The Crystal Cave Book Five, Chapter 10 Summary

  • Merlin crawls down the path away from Tintagel and finds a very dead-looking Cadal under the overhang where he'd been waiting for Uther and company.
  • Uther comes strolling down the path as though nothing had happened, but he's really miffed at Merlin because of the whole Gorlois thing. And because of the body count, which is pretty high.
  • Uther argues that he could just have waited for tomorrow, when Gorlois would have been dead and he could have legit had Ygraine.
  • Merlin tells him to chill. Uther had to hook up with Ygraine at that moment, or the next great High King of Britain wouldn't have been made.
  • Uther doesn't get it. He accuses Merlin of manipulating him under the cover of "magic," promising to give Uther whatever he wanted by supernatural means, but actually arranging everything in a shady way.
  • Merlin assures Uther that all the stuff that they didn't know about the night—Gorlois' death, the baby's legitimacy, the succession of the crown—was all hidden by God.
  • Uther doesn't buy it, mostly because he doesn't know what God Merlin's talking about. But to Merlin, it doesn't matter. It's all about "light," or the good. Whatever god gets to that is fine.
  • Uther tells Merlin that he'll no longer play his games. He's clearly upset that things didn't go his way.
  • Uther leaves, and Merlin gets a big surprise: Cadal isn't dead. At least, not yet. He tells Merlin what he really thinks of Uther—and it's not flattering.
  • Merlin and Cadal chat a bit about the events of the evening. Cadal asks Merlin if fate could have played out without all this bother. Merlin tells him it all had to happen.

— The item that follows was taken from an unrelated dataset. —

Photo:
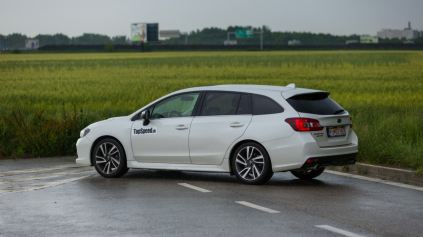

  • Merlin tells Cadal that everything they'd been hoping for—and this includes Ambrosius' hopes—would now happen. Even though Cadal is dying, he seems okay with it.
  • Merlin knows the future: when the baby is born, Ygraine will send him to Merlin. He'll teach the lad everything he knows, and the child will be the best of all of them.
  • Cadal clings to Merlin's words. He has to believe that his life and death mean something for the life of Britain. And then he dies in Merlin's arms.
  • Merlin "gives Cadal to the sea"—a nice way of saying that he rolls Cadal's body over the cliff into the sea below.
  • And still, that mystical star hangs in the sky as the sun rises over the horizon.